Survey Data

Reg No

11817055


Rating

Regional


Categories of Special Interest

Architectural, Historical, Social


Original Use

Court house


Date

1825 - 1830


Coordinates

273036, 212320


Date Recorded

--/--/--


Date Updated

--/--/--


Description

Detached three-bay two-storey former courthouse, built 1829, possibly over basement retaining early aspect on a symmetrical plan with single-bay single-storey flat-roofed projecting porch to centre, single-bay single-storey flanking entrance bays and six-bay two-storey side elevations to south-east and to north-west. Now disused. Hipped and gable-ended roof with slate. Clay ridge tiles. Roughcast chimney stack. Cast-iron rainwater goods on corbelled eaves course. Flat-roofed to porch behind parapet wall. Materials not visible. Roughcast walls. Unpainted. Cut-stone string/sill course to first floor. Rectangular recessed panels over openings to first floor. Cut-stone consoled cornice to eaves. Rendered walls to porch. Unpainted. Cut-stone cornice with blocking course over. Square-headed window openings. Stone sills. 6/6 timber sash windows. Square-headed door openings. Cut-stone block-and-start surrounds with keystones. Replacement timber panelled doors, c.1980. Set back from line of road. Tarmacadam forecourt to front.

Appraisal

Kildare Courthouse is a fine and imposing Classical-style building that retains most of its original form and character. The courthouse is of considerable social and historical significance as one of the earliest civic buildings in the locality, sponsored by the Grand Jury and built to the designs of John Hargrave by Denis Hays.

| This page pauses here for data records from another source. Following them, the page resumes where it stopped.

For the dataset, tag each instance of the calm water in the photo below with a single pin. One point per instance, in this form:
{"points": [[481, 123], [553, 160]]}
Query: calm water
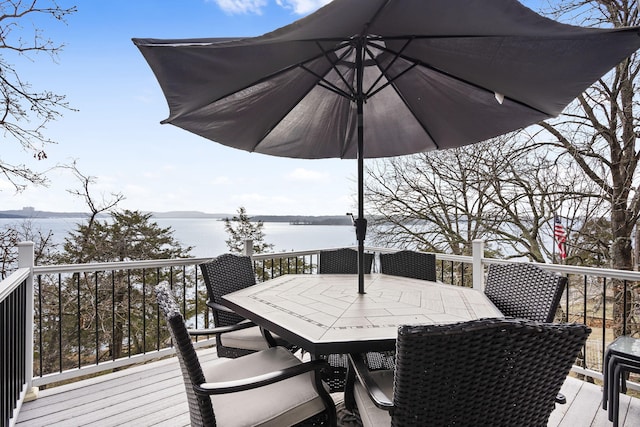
{"points": [[207, 236]]}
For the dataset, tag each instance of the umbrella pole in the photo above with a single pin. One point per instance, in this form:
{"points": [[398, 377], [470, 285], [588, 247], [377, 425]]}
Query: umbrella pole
{"points": [[361, 223]]}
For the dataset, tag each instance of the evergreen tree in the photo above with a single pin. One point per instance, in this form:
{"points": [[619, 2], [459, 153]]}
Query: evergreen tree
{"points": [[241, 228]]}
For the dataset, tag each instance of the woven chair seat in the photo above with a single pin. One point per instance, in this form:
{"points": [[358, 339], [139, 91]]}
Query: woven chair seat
{"points": [[525, 290], [343, 261], [416, 265], [271, 387], [225, 274], [484, 372]]}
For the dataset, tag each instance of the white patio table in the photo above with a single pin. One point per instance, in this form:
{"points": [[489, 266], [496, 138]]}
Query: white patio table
{"points": [[325, 314]]}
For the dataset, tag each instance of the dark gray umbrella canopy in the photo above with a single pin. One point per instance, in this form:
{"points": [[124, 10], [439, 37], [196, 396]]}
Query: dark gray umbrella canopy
{"points": [[434, 74]]}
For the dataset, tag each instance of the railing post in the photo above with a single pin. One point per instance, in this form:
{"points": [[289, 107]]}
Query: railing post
{"points": [[248, 247], [26, 259], [478, 269]]}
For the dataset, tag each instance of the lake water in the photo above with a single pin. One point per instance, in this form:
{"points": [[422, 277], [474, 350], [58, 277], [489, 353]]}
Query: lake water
{"points": [[207, 235]]}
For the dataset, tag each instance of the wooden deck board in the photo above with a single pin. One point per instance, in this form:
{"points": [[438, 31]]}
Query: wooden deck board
{"points": [[153, 395]]}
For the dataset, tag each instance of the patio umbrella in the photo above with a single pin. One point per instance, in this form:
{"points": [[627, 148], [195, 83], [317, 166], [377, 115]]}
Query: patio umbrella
{"points": [[378, 78]]}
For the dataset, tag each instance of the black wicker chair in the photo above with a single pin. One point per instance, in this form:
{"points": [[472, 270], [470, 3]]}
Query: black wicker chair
{"points": [[269, 387], [224, 274], [417, 265], [343, 261], [525, 290], [489, 372]]}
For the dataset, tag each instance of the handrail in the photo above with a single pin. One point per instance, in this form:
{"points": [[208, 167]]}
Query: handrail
{"points": [[457, 267]]}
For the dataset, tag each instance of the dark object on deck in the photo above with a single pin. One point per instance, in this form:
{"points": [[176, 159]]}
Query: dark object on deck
{"points": [[525, 290], [225, 274], [267, 386], [378, 78], [343, 261], [417, 265], [621, 357], [482, 372]]}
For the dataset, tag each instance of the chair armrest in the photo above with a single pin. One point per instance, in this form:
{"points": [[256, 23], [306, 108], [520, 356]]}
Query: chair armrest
{"points": [[219, 307], [378, 397], [220, 329], [259, 380]]}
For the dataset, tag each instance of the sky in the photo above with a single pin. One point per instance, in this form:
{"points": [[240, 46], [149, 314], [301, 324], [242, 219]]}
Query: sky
{"points": [[116, 137]]}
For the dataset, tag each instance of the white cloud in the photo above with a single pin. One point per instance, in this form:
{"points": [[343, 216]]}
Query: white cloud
{"points": [[242, 6], [302, 7], [301, 174]]}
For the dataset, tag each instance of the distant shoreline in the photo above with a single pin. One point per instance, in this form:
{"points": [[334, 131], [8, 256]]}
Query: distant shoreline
{"points": [[29, 213]]}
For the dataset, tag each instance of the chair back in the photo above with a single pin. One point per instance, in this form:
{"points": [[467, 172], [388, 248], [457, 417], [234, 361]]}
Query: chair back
{"points": [[483, 372], [225, 274], [343, 261], [200, 407], [417, 265], [525, 290]]}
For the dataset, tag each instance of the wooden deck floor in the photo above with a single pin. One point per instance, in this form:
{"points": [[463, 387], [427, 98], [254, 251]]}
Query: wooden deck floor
{"points": [[153, 395]]}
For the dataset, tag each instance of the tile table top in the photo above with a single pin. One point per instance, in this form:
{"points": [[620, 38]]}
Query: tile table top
{"points": [[325, 314]]}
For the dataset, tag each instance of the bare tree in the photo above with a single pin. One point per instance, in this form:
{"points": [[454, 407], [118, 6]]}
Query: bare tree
{"points": [[426, 201], [25, 111], [600, 133], [505, 191]]}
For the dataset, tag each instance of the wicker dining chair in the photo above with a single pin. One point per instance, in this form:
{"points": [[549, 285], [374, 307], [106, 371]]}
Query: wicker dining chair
{"points": [[343, 261], [416, 265], [488, 372], [525, 290], [268, 387], [222, 275]]}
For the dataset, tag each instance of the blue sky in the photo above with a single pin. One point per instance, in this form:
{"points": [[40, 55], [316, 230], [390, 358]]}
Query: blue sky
{"points": [[116, 137]]}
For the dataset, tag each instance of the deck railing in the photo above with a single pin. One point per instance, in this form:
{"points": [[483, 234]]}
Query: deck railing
{"points": [[94, 318]]}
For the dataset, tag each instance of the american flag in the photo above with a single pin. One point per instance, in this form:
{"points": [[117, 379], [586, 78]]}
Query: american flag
{"points": [[561, 237]]}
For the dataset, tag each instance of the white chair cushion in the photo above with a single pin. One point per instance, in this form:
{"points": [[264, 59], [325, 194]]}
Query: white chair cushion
{"points": [[281, 404], [370, 414]]}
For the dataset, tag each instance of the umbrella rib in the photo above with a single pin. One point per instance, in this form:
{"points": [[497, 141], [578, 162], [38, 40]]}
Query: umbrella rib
{"points": [[453, 77], [383, 70]]}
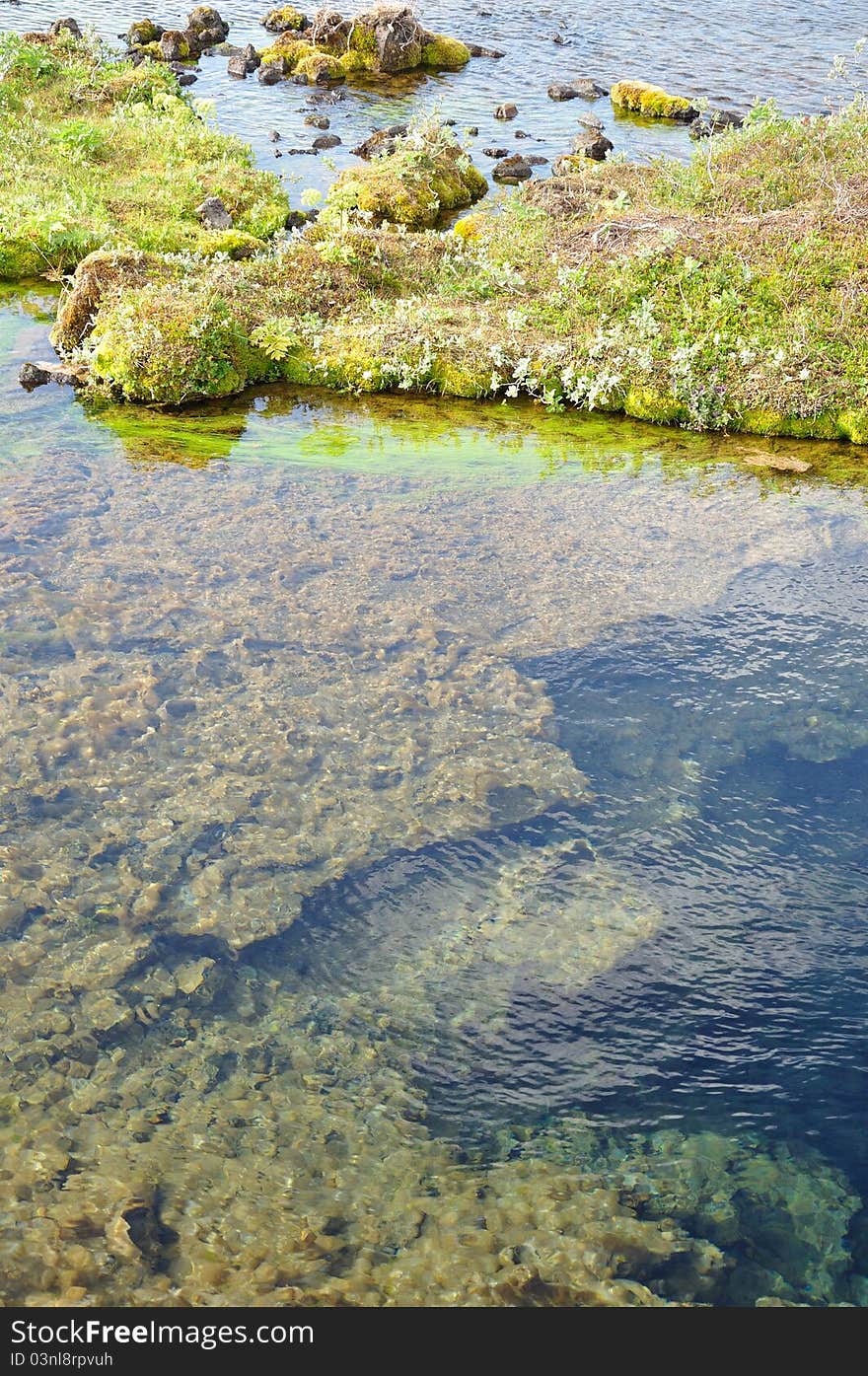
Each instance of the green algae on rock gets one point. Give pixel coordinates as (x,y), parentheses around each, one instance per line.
(86,143)
(651,101)
(283,18)
(384,40)
(424,178)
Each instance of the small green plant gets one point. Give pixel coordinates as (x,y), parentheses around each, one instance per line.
(275,337)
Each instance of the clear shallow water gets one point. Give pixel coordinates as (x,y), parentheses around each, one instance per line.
(732,55)
(434,856)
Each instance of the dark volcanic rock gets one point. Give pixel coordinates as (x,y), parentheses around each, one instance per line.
(213,213)
(512,170)
(36,375)
(380,142)
(584,88)
(65,25)
(597,147)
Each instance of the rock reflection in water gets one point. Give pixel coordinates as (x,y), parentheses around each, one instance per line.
(233,692)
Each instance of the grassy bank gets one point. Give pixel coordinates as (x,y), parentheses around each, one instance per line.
(100,152)
(727,293)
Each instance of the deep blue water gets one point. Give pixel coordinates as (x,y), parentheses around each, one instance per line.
(728,755)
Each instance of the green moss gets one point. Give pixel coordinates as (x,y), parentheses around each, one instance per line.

Although now apparently disused, the courthouse remains in good condition and retains many important early or original salient features and materials, including multi-pane timber sash fenestration and a slate roof having cast-iron rainwater goods. A survey undertaken by the NIAH in 1999 identified interior features and fittings of significance, which are believed to remain intact. The courthouse is an attractive and prominent landmark in the locality, set back from the line of the road, emphasising its importance in the town, with a front (south-west) elevation that presents an austere façade on to the streetscape.